Oscar destaca el valor de la palabra: “Después de la crisis del ’30 mi padre no tenía plata suficiente para comprar cereales. Como era muy amigo de Don Guyón, mi hermano mayor le pidió prestados 40.000 pesos fuertes. Guyón le dijo: Mano, vení mañana. Mi padre hizo cuatro documentos de 10.000 pesos, pero Guyón los rompió y dijo: Mi señora sabe, mi hijo mayor sabe y yo lo sé… Vos Mano lo sabés, tu padre lo sabe, contále a Catalina, y ya somos tres y tres que lo sabemos. Con eso era suficiente. La palabra en algunas personas sigue vigente: todavia hay gente joven que da su palabra y la cumple”.

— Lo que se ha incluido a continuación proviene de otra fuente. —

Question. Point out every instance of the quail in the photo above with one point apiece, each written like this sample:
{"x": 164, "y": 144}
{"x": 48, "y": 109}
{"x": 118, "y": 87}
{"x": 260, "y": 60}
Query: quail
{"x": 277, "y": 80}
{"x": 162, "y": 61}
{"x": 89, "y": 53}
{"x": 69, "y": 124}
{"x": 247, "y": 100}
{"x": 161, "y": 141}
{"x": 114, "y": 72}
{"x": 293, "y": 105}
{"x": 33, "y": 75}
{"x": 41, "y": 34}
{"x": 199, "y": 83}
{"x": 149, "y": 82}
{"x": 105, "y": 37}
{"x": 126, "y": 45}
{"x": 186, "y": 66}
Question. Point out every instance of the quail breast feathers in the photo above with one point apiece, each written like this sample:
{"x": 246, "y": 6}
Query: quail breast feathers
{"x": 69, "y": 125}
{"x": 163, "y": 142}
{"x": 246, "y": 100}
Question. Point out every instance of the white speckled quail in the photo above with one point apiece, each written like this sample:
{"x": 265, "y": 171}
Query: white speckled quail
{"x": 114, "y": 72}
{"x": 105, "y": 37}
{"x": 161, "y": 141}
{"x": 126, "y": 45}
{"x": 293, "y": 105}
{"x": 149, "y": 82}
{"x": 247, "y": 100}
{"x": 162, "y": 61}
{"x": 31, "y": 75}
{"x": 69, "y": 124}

Oscar se considera un 99% caroyense: “Mis mejores afectos son de Colonia Caroya, pero tengo un uno por ciento bien fuerte de Jesús María: allí pasé buena parte de mi juventud, porque mientras la Colonia dormía Jesús María estaba despierta, y cuando Colonia Caroya se despertaba para trabajar, Jesús María dormía. Y así sigue siendo”.